The settlement requires the defendant to, among other things, implement a comprehensive data security program and undergo biennial assessments conducted by a third party on the effectiveness of its program. Additionally, the defendant must report any future data breaches to the FTC no later than 10 days after it provides notice to any federal, state, or local government entity.
FTC Commissioner Rebecca Kelly Slaughter provided a lone dissenting statement.
On December 15, NYDFS announced a proposed amendment to 23 NYCRR 1, which regulates third-party debt collectors and debt buyers. The proposed amendment factored in findings from NYDFS investigations, which revealed instances of abusive and deceptive debt collection practices, as well as consumer debt collection complaint data. According to acting Superintendent Adrienne A. Harris, the “proposed amendment requires clear communication on consumer debt obligations and ensures the consumer has the right information to dispute the validity of the debt.” The proposed regulation will mitigate predatory debt collection by taking measures to ensure consumers only pay debts they owe and only pay them once. Harris added that the proposed amendment will offer enhanced consumer protections by increasing transparency, requiring enhanced disclosures, reducing misleading statements about consumer debt obligations, and limiting harassment by placing stricter limits on debt collection phone calls than those currently imposed under federal regulations. Among other things, the proposed amendment also:
- Defines “communication” as “the conveying of information regarding a debt directly or indirectly to any person through any medium.”

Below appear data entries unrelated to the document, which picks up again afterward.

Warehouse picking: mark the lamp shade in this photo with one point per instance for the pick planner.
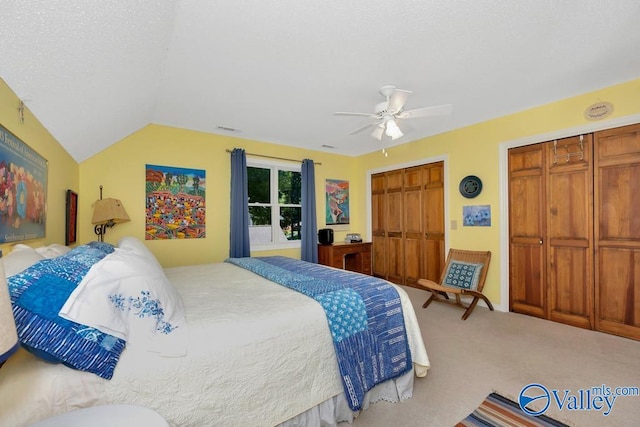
(8, 334)
(109, 211)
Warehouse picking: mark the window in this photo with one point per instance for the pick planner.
(275, 212)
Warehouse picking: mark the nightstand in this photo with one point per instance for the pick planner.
(347, 256)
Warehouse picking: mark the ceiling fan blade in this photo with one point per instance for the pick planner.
(438, 110)
(346, 113)
(397, 100)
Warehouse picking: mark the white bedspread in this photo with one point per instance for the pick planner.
(259, 354)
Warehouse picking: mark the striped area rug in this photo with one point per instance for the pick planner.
(498, 411)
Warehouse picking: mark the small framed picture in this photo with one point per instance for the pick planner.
(71, 218)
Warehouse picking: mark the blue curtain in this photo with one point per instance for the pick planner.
(309, 250)
(239, 245)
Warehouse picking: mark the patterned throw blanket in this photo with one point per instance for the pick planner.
(38, 293)
(364, 314)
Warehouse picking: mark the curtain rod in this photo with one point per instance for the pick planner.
(274, 157)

- Defines “creditor” as “any person or such person’s successor in interest by way of merger, acquisition, or otherwise, to whom a debt is owed or allegedly owed.”

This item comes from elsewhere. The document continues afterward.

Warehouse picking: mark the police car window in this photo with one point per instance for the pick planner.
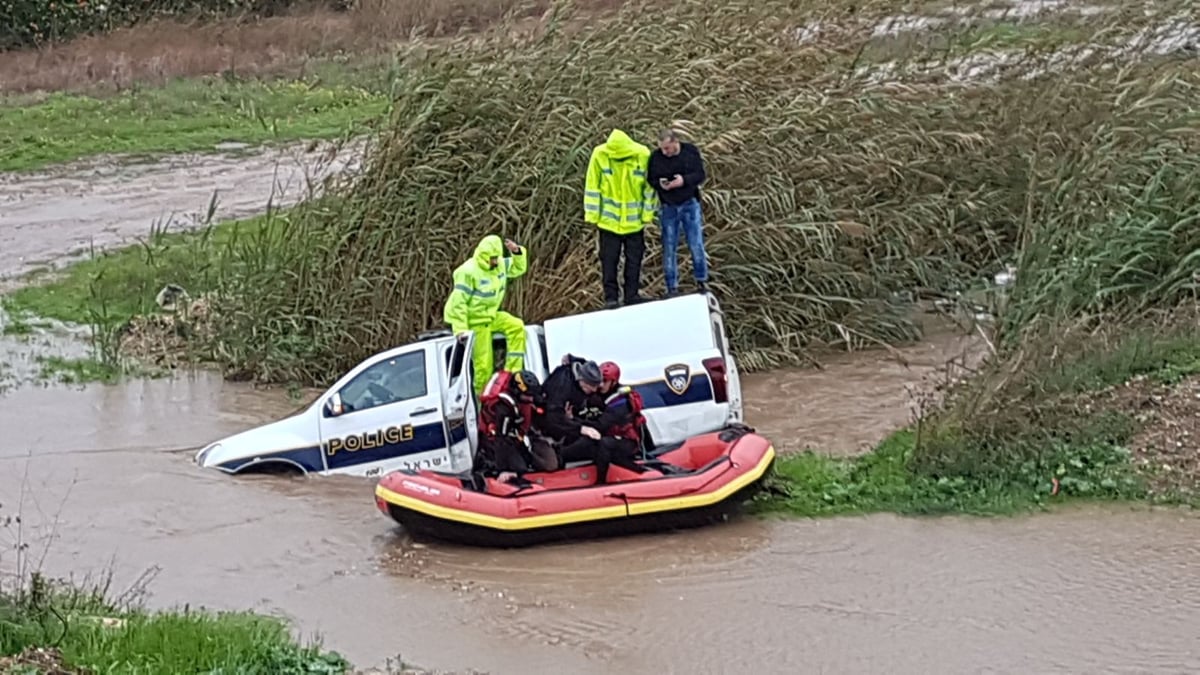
(390, 381)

- Amends the definition of “debt collector” to include “any creditor that, in collecting its own debts, uses any name other than its own that would suggest or indicate that someone other than such creditor is collecting or attempting to collect such debts.” The definition also includes certain exemptions, such as persons “performing the activity of serving or attempting to serve legal process” in the judicial enforcement of a debt “or serving, filing, or conveying” other specified documents pursuant to rules of civil procedure, but that are “not a party to, or providing legal representation to a party to, the action[.]”
- Requires collectors to clearly and conspicuously send written notification within 5 days after an initial communication with a consumer letting the consumer know specific information about the debt, including (i) validation information; (ii) the type of reference date used to determine the itemization date; (iii) account information associated with the debt; (iv) merchant/affinity/facility brand association; (v) the date the last payment (including any partial payment) was made; and (vi) the statute of limitations, if applicable.
- Requires collectors to inform consumers they have “the right to dispute the validity of the debt, in part or in whole,” and provides instructions on how consumers may dispute the validity of the debt.
- States that certain disclosures may not be sent exclusively through an electronic communication, and prohibits treating a formal pleading in a civil action as an initial communication.
- Provides that, if a collector “has reason to know or has determined” that the statute of limitations on a debt it seeks to collect has expired, the collector is required to provide clear and conspicuous notice in all communications that, among other items, it believes the statute of limitations has expired. For debts not subject to a statute of limitations, collectors must notify consumers that they are “not required to provide the debt collector with an admission, affirmation, or acknowledgment of the debt, a promise to pay the debt, or a waiver of the statute of limitations.”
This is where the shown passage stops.